Figure 1 Effect of shunting inhibition on firing rate depends on stimulus conditions. (A) Hyperpolarization has a subtractive effect on subthreshold depolarization, whereas shunting has a divisive effect. (B) Image of the model cell with a sample of Poisson-distributed (more ...)

However, neurons communicate with each other through spike trains. One must, therefore, consider how V_m translates into firing rate. Contrary to initial intuition, modeling studies (8–10) supported by in vitro electrophysiological data (11, 12) concluded that shunting inhibition modulates firing rate in a purely subtractive manner. However, electrophysiological studies that analyzed responses in the presence of background synaptic input (13–15) provide circumstantial evidence supporting a role for shunting inhibition in gain control. These dichotomous findings suggest that properties of synaptic input such as its noisiness or its effect on membrane conductance (16, 17), which were neglected in past modeling, may explain the discrepancy regarding the role of shunting inhibition in gain control. Only recently did Chance et al. (18) independently demonstrate that background synaptic noise was key for achieving firing rate gain control by shunting.

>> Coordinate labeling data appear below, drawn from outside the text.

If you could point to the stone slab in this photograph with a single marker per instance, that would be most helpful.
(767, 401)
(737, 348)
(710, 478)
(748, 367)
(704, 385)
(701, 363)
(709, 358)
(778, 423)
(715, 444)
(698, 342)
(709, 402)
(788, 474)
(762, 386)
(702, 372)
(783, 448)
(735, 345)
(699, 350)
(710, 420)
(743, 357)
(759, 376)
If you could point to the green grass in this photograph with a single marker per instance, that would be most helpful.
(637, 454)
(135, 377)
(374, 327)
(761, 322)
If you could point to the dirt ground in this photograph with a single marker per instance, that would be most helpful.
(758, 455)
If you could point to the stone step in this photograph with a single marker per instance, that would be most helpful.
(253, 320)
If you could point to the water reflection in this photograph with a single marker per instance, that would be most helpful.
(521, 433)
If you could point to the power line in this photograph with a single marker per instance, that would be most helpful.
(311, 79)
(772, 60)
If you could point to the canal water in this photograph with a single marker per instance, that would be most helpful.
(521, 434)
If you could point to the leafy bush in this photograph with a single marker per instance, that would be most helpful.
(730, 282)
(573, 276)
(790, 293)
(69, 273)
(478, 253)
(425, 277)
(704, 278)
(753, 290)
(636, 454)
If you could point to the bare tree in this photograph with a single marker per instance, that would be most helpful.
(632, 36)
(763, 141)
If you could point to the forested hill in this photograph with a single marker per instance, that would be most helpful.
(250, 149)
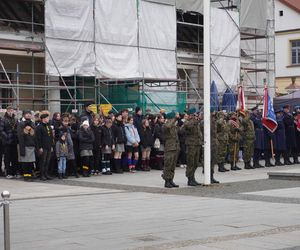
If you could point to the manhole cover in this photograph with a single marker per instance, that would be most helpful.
(147, 238)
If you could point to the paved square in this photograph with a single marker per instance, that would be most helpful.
(81, 214)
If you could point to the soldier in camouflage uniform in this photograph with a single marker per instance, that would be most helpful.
(193, 141)
(235, 131)
(171, 152)
(249, 138)
(213, 147)
(222, 135)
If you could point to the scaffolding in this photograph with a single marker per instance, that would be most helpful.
(74, 91)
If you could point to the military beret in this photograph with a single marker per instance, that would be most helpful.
(43, 116)
(170, 115)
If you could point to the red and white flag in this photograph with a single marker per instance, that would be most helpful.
(241, 99)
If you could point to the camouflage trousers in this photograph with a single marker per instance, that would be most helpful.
(233, 148)
(193, 156)
(221, 151)
(170, 161)
(248, 150)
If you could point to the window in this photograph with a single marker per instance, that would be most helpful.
(295, 52)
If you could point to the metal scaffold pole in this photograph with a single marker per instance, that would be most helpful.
(206, 95)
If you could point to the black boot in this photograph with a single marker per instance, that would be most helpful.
(278, 163)
(248, 165)
(287, 162)
(118, 168)
(234, 167)
(257, 165)
(221, 168)
(213, 180)
(191, 182)
(168, 184)
(197, 183)
(173, 184)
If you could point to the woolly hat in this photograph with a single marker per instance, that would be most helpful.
(43, 116)
(26, 112)
(137, 109)
(88, 104)
(85, 123)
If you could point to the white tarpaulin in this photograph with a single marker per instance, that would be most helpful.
(158, 63)
(69, 32)
(190, 5)
(157, 41)
(100, 38)
(116, 39)
(69, 56)
(116, 22)
(225, 48)
(116, 62)
(254, 14)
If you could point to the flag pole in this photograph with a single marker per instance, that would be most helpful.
(206, 91)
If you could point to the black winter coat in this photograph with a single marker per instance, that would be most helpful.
(44, 136)
(86, 139)
(87, 116)
(259, 132)
(118, 129)
(280, 140)
(8, 130)
(146, 137)
(137, 122)
(97, 130)
(290, 134)
(158, 133)
(107, 137)
(25, 140)
(57, 125)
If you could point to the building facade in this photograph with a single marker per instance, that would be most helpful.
(287, 17)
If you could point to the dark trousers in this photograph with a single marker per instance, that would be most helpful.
(97, 159)
(27, 169)
(44, 162)
(10, 159)
(72, 167)
(87, 163)
(257, 155)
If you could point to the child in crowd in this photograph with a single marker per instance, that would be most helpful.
(132, 145)
(86, 141)
(62, 155)
(108, 145)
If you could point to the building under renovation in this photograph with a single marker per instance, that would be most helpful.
(57, 54)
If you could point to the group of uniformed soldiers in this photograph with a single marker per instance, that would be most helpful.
(231, 134)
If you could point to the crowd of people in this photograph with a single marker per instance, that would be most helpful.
(36, 146)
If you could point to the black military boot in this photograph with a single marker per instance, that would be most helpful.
(173, 184)
(191, 182)
(258, 165)
(278, 163)
(248, 165)
(221, 168)
(197, 183)
(287, 161)
(213, 180)
(234, 167)
(168, 184)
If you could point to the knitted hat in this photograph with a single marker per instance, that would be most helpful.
(85, 123)
(43, 116)
(26, 112)
(137, 109)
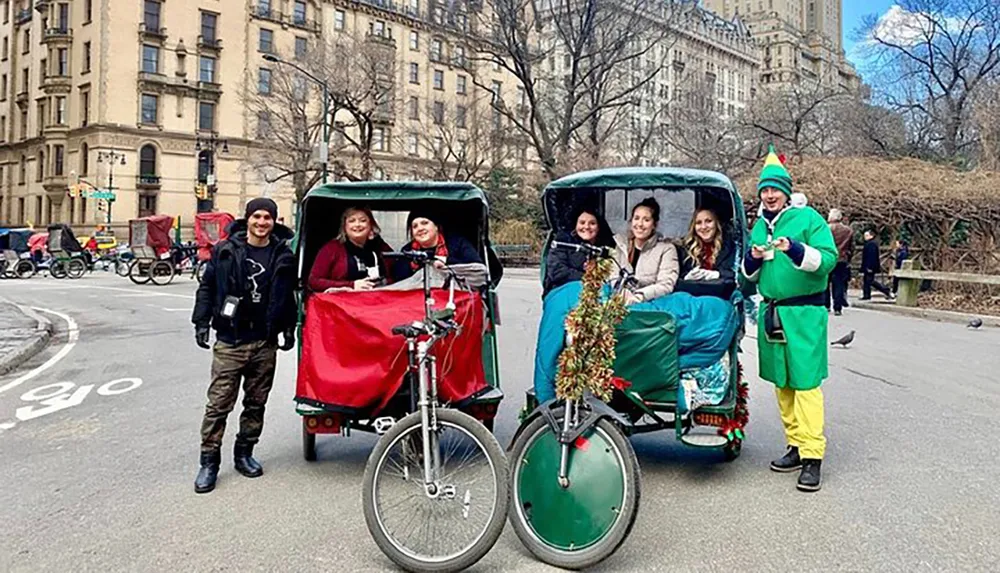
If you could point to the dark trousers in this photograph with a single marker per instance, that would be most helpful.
(252, 363)
(869, 282)
(837, 287)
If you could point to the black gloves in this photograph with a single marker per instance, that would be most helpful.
(201, 336)
(289, 339)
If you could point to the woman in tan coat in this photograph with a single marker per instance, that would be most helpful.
(647, 254)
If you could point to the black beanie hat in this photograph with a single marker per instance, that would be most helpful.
(264, 203)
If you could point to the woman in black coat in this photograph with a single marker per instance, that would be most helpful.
(566, 265)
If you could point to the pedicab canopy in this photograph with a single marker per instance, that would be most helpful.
(62, 239)
(349, 359)
(209, 229)
(15, 240)
(151, 232)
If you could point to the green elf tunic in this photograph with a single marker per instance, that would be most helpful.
(801, 362)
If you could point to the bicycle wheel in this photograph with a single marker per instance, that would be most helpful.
(583, 524)
(138, 272)
(161, 272)
(75, 268)
(454, 529)
(57, 269)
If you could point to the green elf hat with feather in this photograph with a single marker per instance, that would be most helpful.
(774, 174)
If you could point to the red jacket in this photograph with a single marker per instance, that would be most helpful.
(329, 270)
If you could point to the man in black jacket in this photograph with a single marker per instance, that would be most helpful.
(247, 296)
(871, 264)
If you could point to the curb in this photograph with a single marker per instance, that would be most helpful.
(926, 313)
(21, 354)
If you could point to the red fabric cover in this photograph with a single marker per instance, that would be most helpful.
(203, 232)
(350, 357)
(330, 267)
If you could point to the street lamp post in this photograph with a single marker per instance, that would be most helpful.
(325, 153)
(111, 157)
(210, 144)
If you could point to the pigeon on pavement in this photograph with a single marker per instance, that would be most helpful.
(844, 340)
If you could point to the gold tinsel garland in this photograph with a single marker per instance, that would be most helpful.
(587, 363)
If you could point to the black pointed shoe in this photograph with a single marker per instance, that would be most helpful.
(789, 462)
(244, 463)
(809, 479)
(208, 473)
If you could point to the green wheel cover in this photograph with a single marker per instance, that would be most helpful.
(576, 517)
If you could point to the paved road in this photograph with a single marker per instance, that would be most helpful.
(106, 485)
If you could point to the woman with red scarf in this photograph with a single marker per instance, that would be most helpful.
(707, 258)
(426, 235)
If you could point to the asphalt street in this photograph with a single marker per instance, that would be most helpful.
(99, 449)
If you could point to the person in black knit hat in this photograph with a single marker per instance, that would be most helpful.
(247, 296)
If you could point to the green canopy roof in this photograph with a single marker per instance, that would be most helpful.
(398, 190)
(636, 177)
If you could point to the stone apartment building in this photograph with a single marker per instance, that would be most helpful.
(153, 94)
(797, 39)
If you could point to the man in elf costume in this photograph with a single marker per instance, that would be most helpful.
(791, 256)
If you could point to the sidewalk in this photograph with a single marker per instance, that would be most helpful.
(23, 333)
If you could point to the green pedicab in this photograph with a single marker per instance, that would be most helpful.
(575, 483)
(68, 257)
(15, 254)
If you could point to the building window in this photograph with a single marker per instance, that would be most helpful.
(209, 24)
(151, 15)
(206, 69)
(206, 116)
(150, 109)
(58, 159)
(84, 108)
(265, 41)
(84, 159)
(63, 61)
(147, 163)
(150, 59)
(299, 14)
(61, 110)
(264, 81)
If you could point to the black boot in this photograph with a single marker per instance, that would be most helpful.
(788, 462)
(244, 462)
(209, 472)
(809, 479)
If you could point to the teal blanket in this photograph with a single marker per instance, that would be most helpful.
(705, 329)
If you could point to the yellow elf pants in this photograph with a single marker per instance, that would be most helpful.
(802, 415)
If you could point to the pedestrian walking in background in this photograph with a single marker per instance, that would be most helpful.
(247, 296)
(871, 265)
(843, 236)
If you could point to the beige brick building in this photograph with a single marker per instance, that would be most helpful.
(153, 94)
(797, 39)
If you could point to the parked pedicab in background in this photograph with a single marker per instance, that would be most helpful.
(416, 362)
(156, 256)
(209, 229)
(15, 254)
(68, 256)
(574, 478)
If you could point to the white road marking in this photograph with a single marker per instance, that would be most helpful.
(74, 334)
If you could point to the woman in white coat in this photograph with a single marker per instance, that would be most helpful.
(647, 254)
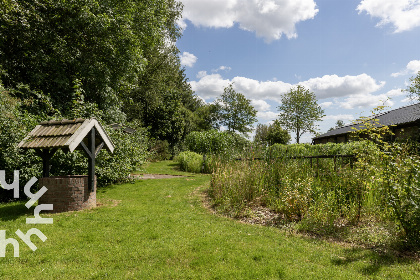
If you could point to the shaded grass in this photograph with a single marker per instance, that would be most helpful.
(160, 230)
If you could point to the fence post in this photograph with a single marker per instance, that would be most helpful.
(204, 163)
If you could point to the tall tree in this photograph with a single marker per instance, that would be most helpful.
(261, 132)
(53, 45)
(236, 112)
(413, 91)
(299, 111)
(276, 134)
(338, 124)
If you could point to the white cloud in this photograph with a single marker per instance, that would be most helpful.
(222, 68)
(413, 67)
(335, 86)
(403, 14)
(260, 105)
(188, 59)
(269, 19)
(343, 117)
(365, 100)
(329, 86)
(267, 115)
(395, 93)
(326, 104)
(209, 86)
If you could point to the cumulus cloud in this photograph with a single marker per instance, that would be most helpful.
(188, 59)
(209, 86)
(326, 104)
(365, 100)
(395, 93)
(413, 67)
(343, 117)
(269, 19)
(402, 14)
(267, 115)
(212, 85)
(335, 86)
(329, 86)
(222, 68)
(260, 105)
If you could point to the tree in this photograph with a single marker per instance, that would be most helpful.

This study was therefore undertaken to examine whether shunting inhibition can divisively modulate firing rate when a neuron is bombarded by synaptic input comparable to that recorded in the intact brain. The data demonstrate that shunting inhibition can indeed mediate firing rate gain control so long as both synaptic noise and dendritic saturation are taken into account.

Compartmental Model. A compartmental model was constructed from a layer V neocortical pyramidal neuron described in ref. 19. An axon morphologically identical to that in ref. 20 was attached to the soma. A passive leak conductance reversing at −70 mV was inserted at 0.02 mS·cm⁻² in all compartments except axonal nodes, where it was 10-fold higher, giving an input resistance of 59 MΩ and membrane time constant of ≈40 ms. Axial resistivity was set to 200 Ωcm, and membrane capacitance was set to 1 μF· cm⁻² except in axon internodes, where it was 0.04 μF·cm⁻². Voltage-dependent Na⁺ and K⁺ conductances [Hodgkin–Huxley (HH) channels] were inserted at different densities depending on the compartment (Na⁺, K⁺ in mScm⁻²): soma and primary dendrites, 48, 40; distal dendrites (≥ secondary), 6, 5; initial segment, axon hillock, and nodes, 240, 200; axon internodes, 6, 5. Kinetics of these currents were taken from ref. 21.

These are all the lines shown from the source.